Step 4 – put some glue onto the ‘folded back’ section.  This is where you will stick the front of the card.  I’d recommend using Snail Adhesive from Stampin’ Up!.  I’ve tried other glues from Officeworks and $2 shops but in my experience they are not strong enough for an easel card and lose their stick after a few days.


Step 5 – stick on your card front!  This picture gives you the idea of how the card is stuck together:


Step 6 – you need to add something to the base of your card to make the ‘easel’, ie, to prop the front of the card on so it will stand upright. You want a finished card that works like this:

photo-3What can you use to prop up the card?  It can be anything that is thick enough for the front layer to rest on and stay upright.  This could be a button, a piece of thick ribbon, or a punched shape raised on dimensionals as I’ve used here.  (Dimensionals are double sided sticky foam dots sold by Stampin’ Up! which add height to embellishments on your projects).

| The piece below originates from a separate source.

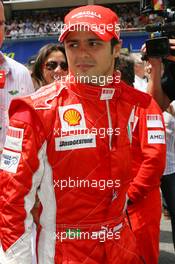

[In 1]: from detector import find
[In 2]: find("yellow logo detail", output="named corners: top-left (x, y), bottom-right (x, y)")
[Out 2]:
top-left (63, 109), bottom-right (81, 126)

Here is an example of how I’ve used punches and dimensionals to make a “prop” for the easel card:


I’ve cut 3 large oval punches in brown card stock and stuck them to the card base.  I’ve then stamped and punched a white ‘For you’ image and used dimensionals to stick it in the middle of the punched ovals to give some height to prop up the easel card.

You can also use plain ribbon if it is thick enough, like this:


Or a button, like this:


Note: if you use a button the card won’t sit quite as nicely when the front is closed.

Hopefully that all made sense – feel free to leave me a comment if you’d like me to explain anything!

[BTW: The red card in the pictures is one I made while I was writing this post so I could take photos and demonstrate the steps.  I broke my own rules and stuck the square piece on before I decorated it, so I could show you another way to prop the card up.   I now have to figure out how to decorate the front!)

Thanks for reading – I hope you enjoy making your own easel card.  Or if you have tips on how I can make mine differently I’d love for you to share them!